On 15/06/2560 22:03, Chet Ramey wrote:
> I don't know other languages well enough to point one out, but I can easily
> imagine that a particular character is an "alphabetic" in, say, Mandarin,
> but doesn't exist in someone's en_US character set.

I though you were referring to a character existing in both sets.
This is the reason why I think you should only concern yourself with
characters that already have an established semantic in bash. Don't get
bogged down in distinguishing classes in myriads of character sets. Just
allow anything that isn't ASCII (but IS UTF-8 -- I'm talking about
UTF-8, otherwise this discussion becomes impossible).

> I see a number of problems with using non-alphanumerics in shell
> identifiers.  The real advantage to allowing this is to allow users to
> put alphabetics from their own locales into shell identifiers.  There's
> little reason to do it otherwise, and plenty of complications.

What are those problems and complications??
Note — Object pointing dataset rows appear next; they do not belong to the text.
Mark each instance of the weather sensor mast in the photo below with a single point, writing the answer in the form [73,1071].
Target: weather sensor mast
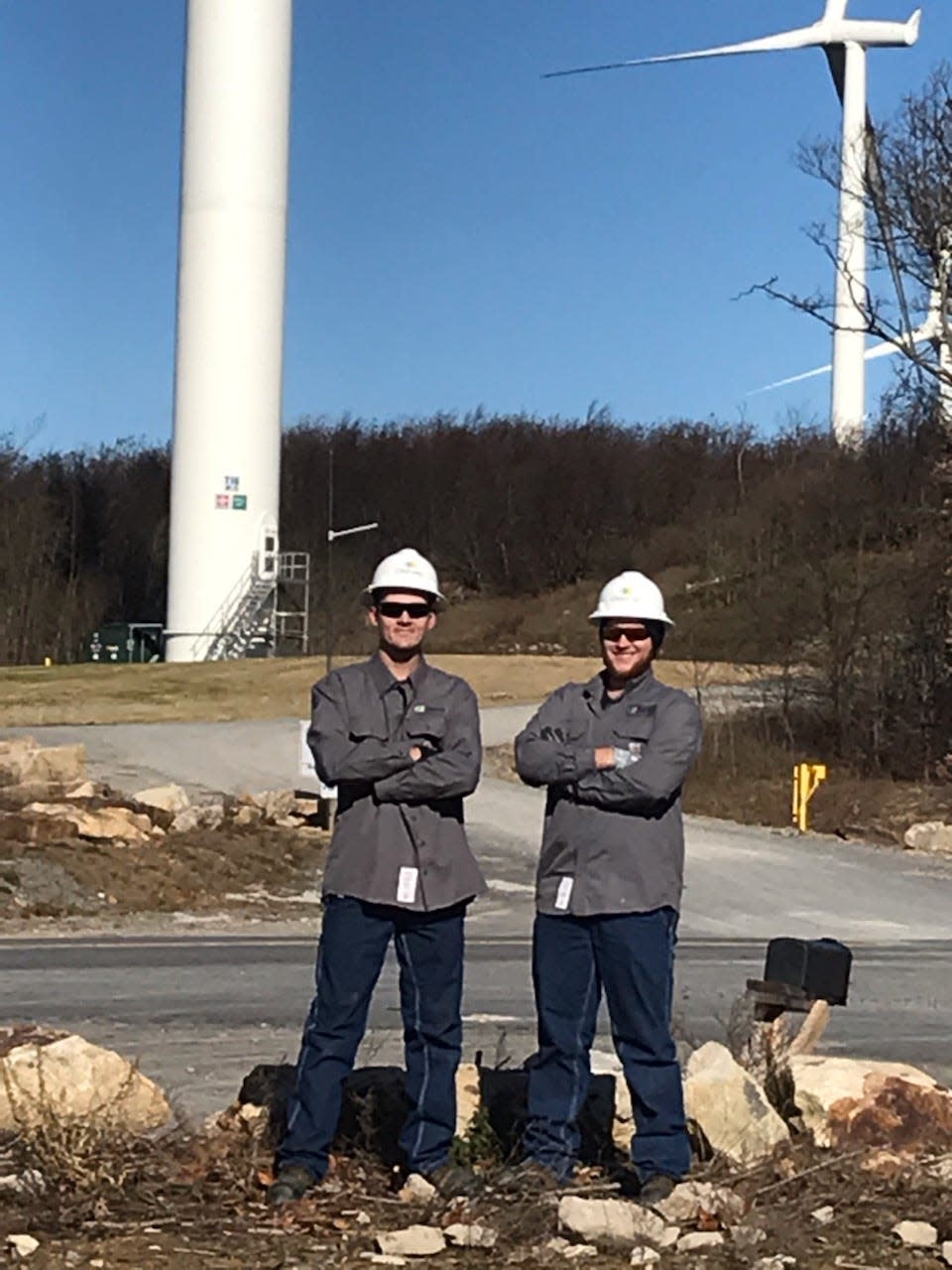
[226,441]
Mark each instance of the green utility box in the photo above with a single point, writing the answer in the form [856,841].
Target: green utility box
[126,642]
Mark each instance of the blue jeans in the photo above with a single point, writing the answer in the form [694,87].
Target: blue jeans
[353,944]
[631,955]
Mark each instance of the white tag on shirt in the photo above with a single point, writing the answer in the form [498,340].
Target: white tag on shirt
[407,885]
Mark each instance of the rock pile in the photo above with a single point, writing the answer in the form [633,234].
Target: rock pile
[51,1076]
[45,797]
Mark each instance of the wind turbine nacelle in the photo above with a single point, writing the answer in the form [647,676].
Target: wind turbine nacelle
[873,35]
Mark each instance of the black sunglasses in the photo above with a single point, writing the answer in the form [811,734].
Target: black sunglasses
[395,608]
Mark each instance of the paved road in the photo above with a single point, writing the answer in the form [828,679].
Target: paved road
[200,1008]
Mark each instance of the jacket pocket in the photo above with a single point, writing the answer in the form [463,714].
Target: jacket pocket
[425,722]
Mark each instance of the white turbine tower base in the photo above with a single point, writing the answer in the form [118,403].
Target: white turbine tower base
[834,31]
[226,444]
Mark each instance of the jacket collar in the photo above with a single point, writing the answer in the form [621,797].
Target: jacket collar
[382,679]
[635,689]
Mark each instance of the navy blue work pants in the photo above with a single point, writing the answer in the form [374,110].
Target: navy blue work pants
[631,956]
[350,952]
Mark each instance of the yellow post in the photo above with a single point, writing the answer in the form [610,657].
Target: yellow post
[807,779]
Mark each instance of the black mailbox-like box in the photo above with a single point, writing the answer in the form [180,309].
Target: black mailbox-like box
[820,968]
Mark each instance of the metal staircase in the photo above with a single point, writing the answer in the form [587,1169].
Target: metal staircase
[261,612]
[252,620]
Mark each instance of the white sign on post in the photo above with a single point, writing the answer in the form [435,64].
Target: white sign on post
[306,769]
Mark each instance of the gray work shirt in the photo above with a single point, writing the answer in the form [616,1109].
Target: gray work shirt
[399,834]
[612,841]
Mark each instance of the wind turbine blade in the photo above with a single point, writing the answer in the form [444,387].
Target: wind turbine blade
[792,379]
[837,59]
[805,37]
[885,349]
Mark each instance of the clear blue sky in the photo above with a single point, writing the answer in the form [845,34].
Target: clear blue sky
[461,231]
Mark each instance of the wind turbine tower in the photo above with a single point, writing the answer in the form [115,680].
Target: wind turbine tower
[846,42]
[226,441]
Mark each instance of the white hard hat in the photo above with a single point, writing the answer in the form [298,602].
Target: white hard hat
[405,571]
[631,594]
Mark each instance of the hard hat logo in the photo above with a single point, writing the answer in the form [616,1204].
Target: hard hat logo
[404,571]
[631,594]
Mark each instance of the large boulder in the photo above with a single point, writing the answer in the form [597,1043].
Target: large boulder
[100,825]
[610,1220]
[164,798]
[852,1101]
[730,1107]
[23,761]
[467,1097]
[46,1076]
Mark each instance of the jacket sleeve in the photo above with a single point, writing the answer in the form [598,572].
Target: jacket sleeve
[544,754]
[657,775]
[339,757]
[453,770]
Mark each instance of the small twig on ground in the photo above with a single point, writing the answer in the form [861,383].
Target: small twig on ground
[806,1173]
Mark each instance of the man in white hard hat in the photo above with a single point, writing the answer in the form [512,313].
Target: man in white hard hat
[402,742]
[613,754]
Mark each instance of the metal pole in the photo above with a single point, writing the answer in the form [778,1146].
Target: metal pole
[848,386]
[226,444]
[329,579]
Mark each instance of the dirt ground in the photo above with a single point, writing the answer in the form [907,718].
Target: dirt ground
[243,871]
[220,691]
[199,1203]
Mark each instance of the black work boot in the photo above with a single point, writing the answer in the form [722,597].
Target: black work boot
[293,1183]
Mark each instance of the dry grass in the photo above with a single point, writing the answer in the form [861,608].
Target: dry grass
[221,691]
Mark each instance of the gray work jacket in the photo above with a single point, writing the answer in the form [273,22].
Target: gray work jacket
[394,815]
[612,841]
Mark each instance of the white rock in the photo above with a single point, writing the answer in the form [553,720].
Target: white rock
[28,1183]
[275,803]
[164,798]
[730,1107]
[612,1220]
[697,1241]
[413,1241]
[916,1234]
[22,1245]
[928,835]
[85,789]
[105,825]
[819,1082]
[624,1119]
[24,762]
[688,1201]
[644,1256]
[467,1097]
[471,1236]
[73,1080]
[416,1189]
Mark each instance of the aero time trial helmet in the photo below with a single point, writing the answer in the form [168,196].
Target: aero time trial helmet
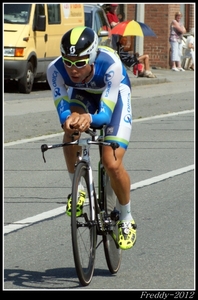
[80,41]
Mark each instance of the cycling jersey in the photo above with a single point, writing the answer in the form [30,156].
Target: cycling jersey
[107,96]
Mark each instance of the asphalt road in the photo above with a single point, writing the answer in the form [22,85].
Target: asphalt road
[160,161]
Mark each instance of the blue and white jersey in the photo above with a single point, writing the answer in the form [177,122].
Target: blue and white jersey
[107,96]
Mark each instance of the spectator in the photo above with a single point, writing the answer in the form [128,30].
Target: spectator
[121,17]
[125,43]
[190,48]
[112,16]
[113,21]
[177,30]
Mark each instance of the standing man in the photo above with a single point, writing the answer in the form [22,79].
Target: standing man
[113,21]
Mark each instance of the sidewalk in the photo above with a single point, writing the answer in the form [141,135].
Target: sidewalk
[163,76]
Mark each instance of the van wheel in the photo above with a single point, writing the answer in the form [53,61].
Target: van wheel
[26,82]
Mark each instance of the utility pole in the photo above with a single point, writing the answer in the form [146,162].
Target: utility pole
[139,16]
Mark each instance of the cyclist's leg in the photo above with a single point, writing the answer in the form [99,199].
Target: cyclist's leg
[70,152]
[120,180]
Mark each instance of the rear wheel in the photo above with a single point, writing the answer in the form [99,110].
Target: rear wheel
[83,228]
[113,253]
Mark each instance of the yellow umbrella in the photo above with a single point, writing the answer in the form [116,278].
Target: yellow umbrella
[133,28]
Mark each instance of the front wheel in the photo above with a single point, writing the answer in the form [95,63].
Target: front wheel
[83,228]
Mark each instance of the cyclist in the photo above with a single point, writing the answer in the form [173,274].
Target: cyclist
[91,88]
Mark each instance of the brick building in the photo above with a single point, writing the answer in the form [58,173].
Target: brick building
[158,17]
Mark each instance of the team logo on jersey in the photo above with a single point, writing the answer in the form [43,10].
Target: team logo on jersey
[128,119]
[72,49]
[108,76]
[57,92]
[110,130]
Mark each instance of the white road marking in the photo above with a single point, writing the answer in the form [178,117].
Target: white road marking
[61,133]
[61,210]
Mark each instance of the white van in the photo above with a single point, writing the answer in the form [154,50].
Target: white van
[32,35]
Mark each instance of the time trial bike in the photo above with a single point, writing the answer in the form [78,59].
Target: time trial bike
[100,216]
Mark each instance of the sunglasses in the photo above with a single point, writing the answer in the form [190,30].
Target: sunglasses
[78,63]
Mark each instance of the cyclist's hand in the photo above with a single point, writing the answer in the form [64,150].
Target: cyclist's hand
[77,122]
[81,123]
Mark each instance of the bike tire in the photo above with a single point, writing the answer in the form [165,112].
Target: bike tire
[83,228]
[113,253]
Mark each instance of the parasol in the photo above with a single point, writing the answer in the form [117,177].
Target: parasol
[135,28]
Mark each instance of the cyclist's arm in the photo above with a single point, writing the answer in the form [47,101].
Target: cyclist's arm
[59,92]
[109,96]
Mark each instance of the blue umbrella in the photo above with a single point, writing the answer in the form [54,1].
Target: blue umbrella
[134,28]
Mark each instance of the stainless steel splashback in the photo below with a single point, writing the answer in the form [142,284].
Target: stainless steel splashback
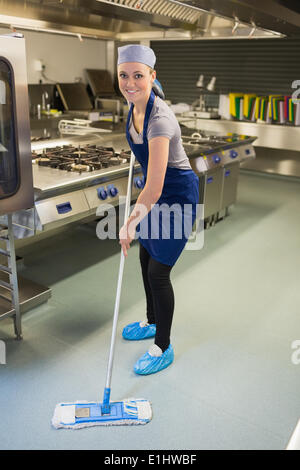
[16,185]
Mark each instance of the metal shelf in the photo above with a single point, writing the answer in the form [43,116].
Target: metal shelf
[276,136]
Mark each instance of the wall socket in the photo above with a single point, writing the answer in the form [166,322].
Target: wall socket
[39,65]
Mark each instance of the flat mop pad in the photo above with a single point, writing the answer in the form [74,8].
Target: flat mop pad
[82,414]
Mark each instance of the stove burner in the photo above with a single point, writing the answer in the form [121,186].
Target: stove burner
[80,159]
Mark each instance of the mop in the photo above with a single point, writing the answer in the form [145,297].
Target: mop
[82,413]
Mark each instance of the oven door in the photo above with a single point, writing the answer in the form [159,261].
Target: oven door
[16,186]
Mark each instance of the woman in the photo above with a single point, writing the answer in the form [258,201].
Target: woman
[154,136]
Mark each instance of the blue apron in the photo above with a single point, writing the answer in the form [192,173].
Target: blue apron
[166,228]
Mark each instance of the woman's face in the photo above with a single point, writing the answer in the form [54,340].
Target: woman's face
[135,81]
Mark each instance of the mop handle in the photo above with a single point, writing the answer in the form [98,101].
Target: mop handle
[118,295]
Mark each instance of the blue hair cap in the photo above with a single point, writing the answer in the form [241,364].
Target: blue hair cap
[136,53]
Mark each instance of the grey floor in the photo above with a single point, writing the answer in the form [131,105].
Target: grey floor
[233,384]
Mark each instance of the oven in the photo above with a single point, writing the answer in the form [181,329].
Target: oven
[16,184]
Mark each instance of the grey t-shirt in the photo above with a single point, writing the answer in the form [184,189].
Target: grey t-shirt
[163,123]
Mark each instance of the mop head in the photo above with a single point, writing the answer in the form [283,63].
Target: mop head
[82,414]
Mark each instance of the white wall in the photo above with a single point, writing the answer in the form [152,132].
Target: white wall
[65,57]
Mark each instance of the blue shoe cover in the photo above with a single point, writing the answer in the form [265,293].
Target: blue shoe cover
[136,331]
[148,364]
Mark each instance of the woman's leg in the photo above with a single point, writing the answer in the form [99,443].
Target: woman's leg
[163,301]
[144,260]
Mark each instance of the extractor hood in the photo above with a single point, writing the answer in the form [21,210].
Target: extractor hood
[136,20]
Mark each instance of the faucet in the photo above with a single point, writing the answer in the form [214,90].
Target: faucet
[45,96]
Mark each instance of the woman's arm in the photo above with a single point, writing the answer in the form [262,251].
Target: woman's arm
[157,166]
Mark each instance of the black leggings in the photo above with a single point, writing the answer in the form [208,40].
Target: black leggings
[159,296]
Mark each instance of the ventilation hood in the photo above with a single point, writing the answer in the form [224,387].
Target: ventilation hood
[137,20]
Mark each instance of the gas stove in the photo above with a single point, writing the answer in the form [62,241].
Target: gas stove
[80,159]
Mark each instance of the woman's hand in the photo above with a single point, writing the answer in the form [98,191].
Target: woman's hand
[126,235]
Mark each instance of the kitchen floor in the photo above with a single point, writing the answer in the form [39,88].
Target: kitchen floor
[233,384]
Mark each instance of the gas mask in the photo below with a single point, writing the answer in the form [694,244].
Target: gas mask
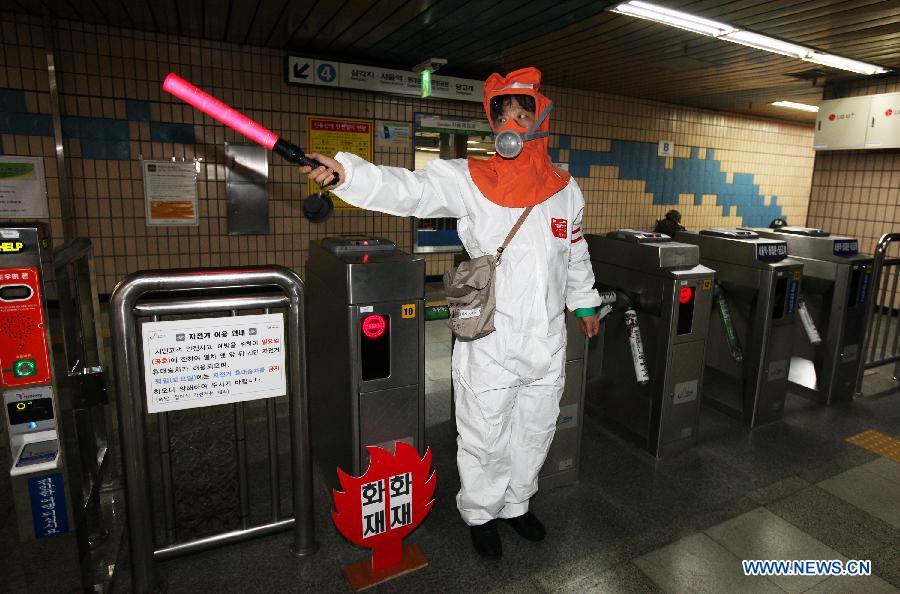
[509,142]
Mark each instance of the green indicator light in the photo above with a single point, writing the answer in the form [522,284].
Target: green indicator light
[24,368]
[426,83]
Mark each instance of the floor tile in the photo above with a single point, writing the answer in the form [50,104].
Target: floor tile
[869,492]
[762,535]
[835,522]
[886,469]
[625,578]
[697,563]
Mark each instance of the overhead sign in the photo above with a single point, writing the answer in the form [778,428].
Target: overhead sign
[203,362]
[308,71]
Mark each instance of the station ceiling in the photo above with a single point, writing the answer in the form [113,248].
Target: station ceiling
[576,43]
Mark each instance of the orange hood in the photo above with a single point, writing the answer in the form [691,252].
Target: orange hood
[530,177]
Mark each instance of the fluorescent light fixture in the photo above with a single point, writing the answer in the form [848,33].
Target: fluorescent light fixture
[769,44]
[844,63]
[682,20]
[794,105]
[710,28]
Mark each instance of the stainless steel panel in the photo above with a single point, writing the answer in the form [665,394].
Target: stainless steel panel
[652,258]
[246,174]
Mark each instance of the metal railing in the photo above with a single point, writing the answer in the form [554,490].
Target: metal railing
[187,292]
[881,345]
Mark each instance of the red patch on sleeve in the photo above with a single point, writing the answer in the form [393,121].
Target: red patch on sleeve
[559,227]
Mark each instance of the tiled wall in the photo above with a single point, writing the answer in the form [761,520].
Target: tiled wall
[727,169]
[858,192]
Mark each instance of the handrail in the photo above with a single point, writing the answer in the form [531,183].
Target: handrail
[881,262]
[124,304]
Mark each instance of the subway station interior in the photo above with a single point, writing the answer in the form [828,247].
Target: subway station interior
[256,334]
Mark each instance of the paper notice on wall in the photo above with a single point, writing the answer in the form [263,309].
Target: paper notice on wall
[209,361]
[170,193]
[393,136]
[329,136]
[23,188]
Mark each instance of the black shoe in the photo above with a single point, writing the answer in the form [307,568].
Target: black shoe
[486,540]
[528,526]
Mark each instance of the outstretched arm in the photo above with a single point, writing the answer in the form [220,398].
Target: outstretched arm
[431,192]
[581,297]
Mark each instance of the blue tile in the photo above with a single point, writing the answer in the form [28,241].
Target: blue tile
[695,176]
[26,124]
[165,132]
[93,148]
[12,101]
[138,111]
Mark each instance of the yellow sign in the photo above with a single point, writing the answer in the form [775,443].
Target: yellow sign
[11,247]
[328,136]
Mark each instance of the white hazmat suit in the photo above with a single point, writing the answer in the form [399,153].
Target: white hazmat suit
[508,384]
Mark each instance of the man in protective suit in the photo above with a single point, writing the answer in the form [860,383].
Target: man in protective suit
[508,384]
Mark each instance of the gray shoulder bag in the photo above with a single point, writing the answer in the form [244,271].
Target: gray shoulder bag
[470,291]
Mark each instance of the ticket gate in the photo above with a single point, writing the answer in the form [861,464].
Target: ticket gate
[664,293]
[53,440]
[833,303]
[749,346]
[366,336]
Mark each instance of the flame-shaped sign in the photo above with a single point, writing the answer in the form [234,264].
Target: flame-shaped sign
[378,509]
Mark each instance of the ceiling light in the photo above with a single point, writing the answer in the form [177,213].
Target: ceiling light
[689,22]
[844,63]
[769,44]
[794,105]
[682,20]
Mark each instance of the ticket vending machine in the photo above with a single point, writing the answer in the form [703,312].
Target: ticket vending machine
[748,352]
[366,353]
[654,393]
[53,447]
[834,300]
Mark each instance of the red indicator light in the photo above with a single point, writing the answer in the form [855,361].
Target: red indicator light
[374,326]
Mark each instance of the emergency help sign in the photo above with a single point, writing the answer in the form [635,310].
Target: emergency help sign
[209,361]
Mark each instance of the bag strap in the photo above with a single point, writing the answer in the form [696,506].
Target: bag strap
[512,233]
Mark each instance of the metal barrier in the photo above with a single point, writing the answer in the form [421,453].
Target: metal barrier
[187,292]
[882,338]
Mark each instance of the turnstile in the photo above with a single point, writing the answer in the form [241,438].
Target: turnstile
[832,311]
[749,347]
[53,438]
[663,295]
[366,335]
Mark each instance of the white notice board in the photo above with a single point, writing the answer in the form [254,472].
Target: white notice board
[170,193]
[23,188]
[209,361]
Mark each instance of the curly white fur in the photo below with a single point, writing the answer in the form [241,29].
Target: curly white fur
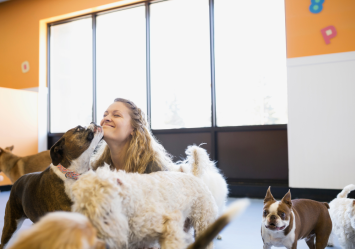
[199,164]
[137,210]
[342,213]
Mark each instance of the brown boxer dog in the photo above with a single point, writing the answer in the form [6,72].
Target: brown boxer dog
[287,221]
[33,195]
[15,166]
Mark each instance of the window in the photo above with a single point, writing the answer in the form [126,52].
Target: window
[239,51]
[70,75]
[121,58]
[250,53]
[180,64]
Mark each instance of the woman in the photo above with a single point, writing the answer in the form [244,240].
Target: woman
[130,146]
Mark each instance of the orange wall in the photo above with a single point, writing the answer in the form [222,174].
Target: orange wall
[18,119]
[303,28]
[19,32]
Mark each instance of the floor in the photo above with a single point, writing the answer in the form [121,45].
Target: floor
[243,232]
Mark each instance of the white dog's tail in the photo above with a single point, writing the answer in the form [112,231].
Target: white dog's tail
[346,191]
[211,232]
[199,160]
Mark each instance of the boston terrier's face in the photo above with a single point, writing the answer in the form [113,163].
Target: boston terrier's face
[276,214]
[76,143]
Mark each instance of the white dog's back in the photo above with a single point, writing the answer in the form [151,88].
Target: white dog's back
[199,164]
[142,206]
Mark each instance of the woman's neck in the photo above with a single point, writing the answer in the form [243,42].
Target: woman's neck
[118,154]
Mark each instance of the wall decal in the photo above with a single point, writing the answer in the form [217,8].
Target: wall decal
[316,6]
[328,33]
[25,66]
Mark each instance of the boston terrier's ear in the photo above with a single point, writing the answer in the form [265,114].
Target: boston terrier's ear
[287,199]
[9,148]
[57,151]
[269,196]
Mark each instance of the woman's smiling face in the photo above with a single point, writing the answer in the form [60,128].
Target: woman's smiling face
[116,123]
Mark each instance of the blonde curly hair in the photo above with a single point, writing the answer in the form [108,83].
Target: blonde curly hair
[143,148]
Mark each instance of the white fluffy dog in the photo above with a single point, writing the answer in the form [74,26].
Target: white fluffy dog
[342,213]
[138,210]
[198,163]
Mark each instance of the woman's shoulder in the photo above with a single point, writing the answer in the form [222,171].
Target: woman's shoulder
[153,167]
> As for the implementation, it's much easier to use isalpha/isdigit (and
> their wide character equivalents) than to try and keep track of a blacklist
> of characters across different locales.

I don't propose blacklists across locales, just blacklisting what
already has an established meaning in bash, ie. ASCII. All the rest is
just fair game, if someone insists on using a thumbs-up icon in a
variable name, why restrict that?? The restricting and policing is going
to make this costly in terms of developer time and CPU time.